An open API service indexing awesome lists of open source software.

https://github.com/cardmagic/simple-rss

A simple, flexible, extensible, and liberal RSS and Atom reader for Ruby. It is designed to be backwards compatible with the standard RSS parser, but will never do RSS generation.
https://github.com/cardmagic/simple-rss

Last synced: 17 days ago
JSON representation

A simple, flexible, extensible, and liberal RSS and Atom reader for Ruby. It is designed to be backwards compatible with the standard RSS parser, but will never do RSS generation.

Awesome Lists containing this project

README

          

# SimpleRSS

[![Gem Version](https://badge.fury.io/rb/simple-rss.svg)](https://badge.fury.io/rb/simple-rss)
[![CI](https://github.com/cardmagic/simple-rss/actions/workflows/ruby.yml/badge.svg)](https://github.com/cardmagic/simple-rss/actions/workflows/ruby.yml)
[![License: LGPL](https://img.shields.io/badge/License-LGPL-blue.svg)](https://opensource.org/licenses/LGPL-3.0)

A simple, flexible, extensible, and liberal RSS and Atom reader for Ruby.
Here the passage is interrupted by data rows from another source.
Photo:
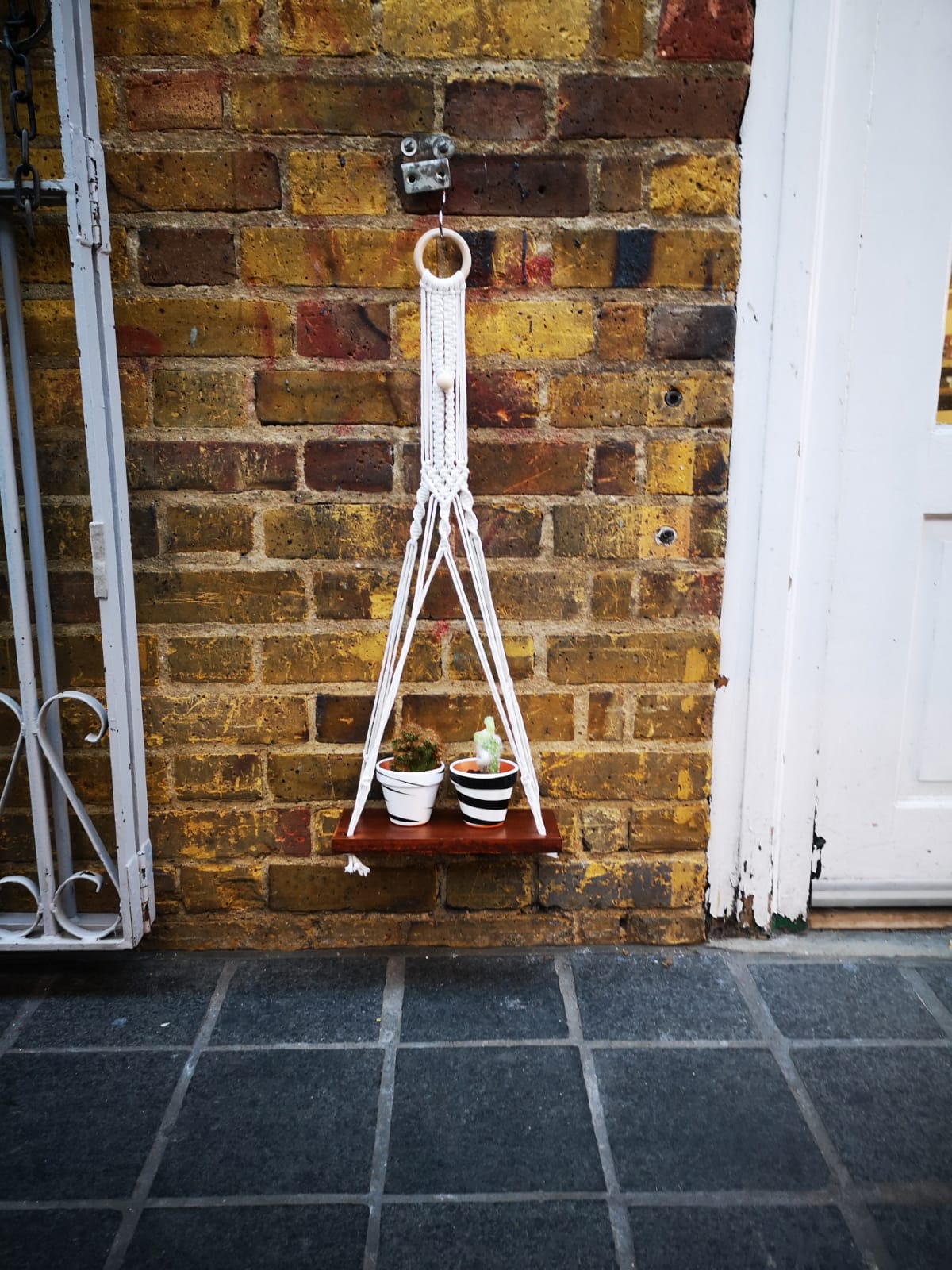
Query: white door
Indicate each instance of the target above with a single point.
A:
(884, 806)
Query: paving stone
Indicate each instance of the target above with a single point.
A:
(919, 1237)
(774, 1237)
(274, 1122)
(672, 997)
(869, 1001)
(482, 999)
(888, 1110)
(552, 1236)
(492, 1119)
(327, 1236)
(695, 1121)
(80, 1126)
(148, 1001)
(302, 1000)
(44, 1240)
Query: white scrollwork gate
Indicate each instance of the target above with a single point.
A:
(54, 901)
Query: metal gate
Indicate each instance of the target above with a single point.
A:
(55, 905)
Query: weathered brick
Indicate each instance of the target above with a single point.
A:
(609, 400)
(653, 657)
(295, 257)
(495, 110)
(343, 329)
(365, 465)
(197, 181)
(679, 594)
(465, 664)
(495, 29)
(202, 328)
(527, 468)
(340, 183)
(336, 531)
(696, 184)
(344, 658)
(336, 397)
(706, 31)
(209, 660)
(219, 776)
(228, 596)
(209, 527)
(156, 27)
(192, 257)
(222, 888)
(673, 715)
(336, 29)
(163, 101)
(616, 468)
(606, 718)
(228, 718)
(200, 399)
(317, 887)
(621, 531)
(547, 717)
(609, 106)
(488, 884)
(692, 332)
(706, 260)
(343, 107)
(226, 467)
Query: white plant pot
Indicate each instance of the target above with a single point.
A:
(409, 795)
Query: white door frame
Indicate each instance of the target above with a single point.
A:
(803, 162)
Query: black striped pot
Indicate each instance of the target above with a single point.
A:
(484, 797)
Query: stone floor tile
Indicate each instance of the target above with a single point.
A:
(482, 999)
(704, 1121)
(677, 996)
(492, 1119)
(850, 999)
(274, 1123)
(565, 1235)
(302, 1000)
(273, 1237)
(888, 1110)
(80, 1126)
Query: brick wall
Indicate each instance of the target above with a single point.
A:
(267, 317)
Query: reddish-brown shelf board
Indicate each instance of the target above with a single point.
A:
(447, 835)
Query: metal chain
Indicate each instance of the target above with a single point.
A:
(23, 31)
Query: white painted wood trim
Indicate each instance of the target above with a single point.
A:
(801, 209)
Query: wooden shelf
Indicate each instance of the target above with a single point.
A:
(447, 835)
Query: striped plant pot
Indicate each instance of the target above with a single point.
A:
(409, 795)
(484, 797)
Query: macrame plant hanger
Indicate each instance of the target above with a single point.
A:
(442, 499)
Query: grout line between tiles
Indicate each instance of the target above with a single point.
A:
(617, 1212)
(856, 1214)
(140, 1193)
(390, 1020)
(942, 1016)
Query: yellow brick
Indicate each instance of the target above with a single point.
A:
(493, 29)
(530, 329)
(696, 184)
(338, 183)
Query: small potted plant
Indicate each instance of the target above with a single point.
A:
(410, 776)
(484, 784)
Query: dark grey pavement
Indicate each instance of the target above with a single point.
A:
(785, 1108)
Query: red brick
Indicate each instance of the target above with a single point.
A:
(363, 465)
(192, 257)
(495, 111)
(343, 329)
(608, 106)
(706, 31)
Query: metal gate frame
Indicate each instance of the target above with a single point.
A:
(56, 921)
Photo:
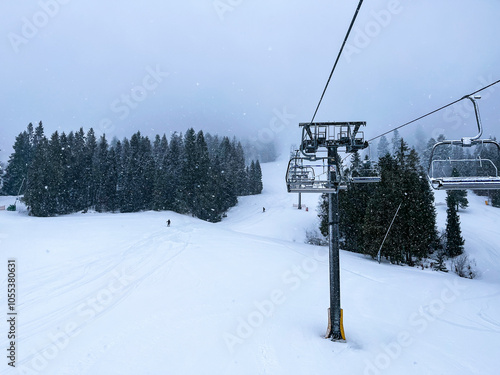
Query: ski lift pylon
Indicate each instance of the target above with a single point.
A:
(485, 172)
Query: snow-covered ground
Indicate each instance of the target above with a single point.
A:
(124, 294)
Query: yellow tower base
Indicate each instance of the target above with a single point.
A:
(329, 329)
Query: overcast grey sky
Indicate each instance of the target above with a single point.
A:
(249, 68)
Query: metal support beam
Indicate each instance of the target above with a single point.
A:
(333, 234)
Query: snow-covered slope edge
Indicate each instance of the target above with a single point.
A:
(123, 294)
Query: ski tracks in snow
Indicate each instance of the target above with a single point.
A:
(91, 287)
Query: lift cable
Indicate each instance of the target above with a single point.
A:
(337, 60)
(436, 110)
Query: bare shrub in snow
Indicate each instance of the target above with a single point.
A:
(314, 237)
(464, 267)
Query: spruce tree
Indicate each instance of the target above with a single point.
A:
(17, 169)
(457, 197)
(454, 240)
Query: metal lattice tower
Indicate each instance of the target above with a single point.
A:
(317, 139)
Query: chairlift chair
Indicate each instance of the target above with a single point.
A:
(485, 173)
(302, 176)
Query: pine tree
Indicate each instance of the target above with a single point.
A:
(188, 175)
(454, 240)
(37, 196)
(457, 197)
(17, 169)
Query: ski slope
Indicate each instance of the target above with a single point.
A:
(124, 294)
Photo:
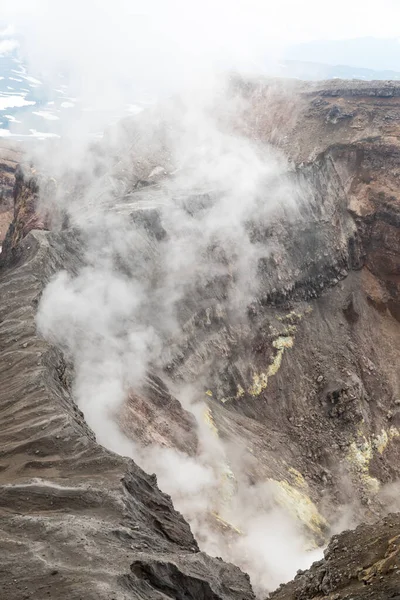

Designed to be backwards compatible with Ruby's standard RSS parser while handling malformed feeds gracefully.

## Features

- Parses both RSS and Atom feeds
- Tolerant of malformed XML (regex-based parsing)
- Built-in URL fetching with conditional GET support (ETags, Last-Modified)
- JSON and XML serialization
- Extensible tag definitions
- Zero runtime dependencies

## What's New in 2.0

Version 2.0 is a major update with powerful new capabilities:

- **URL Fetching** - One-liner feed fetching with `SimpleRSS.fetch(url)`. Supports timeouts, custom headers, and automatic redirect following.

- **Conditional GET** - Bandwidth-efficient polling with ETag and Last-Modified support. Returns `nil` when feeds haven't changed (304 Not Modified).

- **JSON Serialization** - Export feeds with `to_json`, `to_hash`, and Rails-compatible `as_json`. Time objects serialize to ISO 8601.

- **XML Serialization** - Convert any parsed feed to clean RSS 2.0 or Atom XML with `to_xml(format: :rss2)` or `to_xml(format: :atom)`.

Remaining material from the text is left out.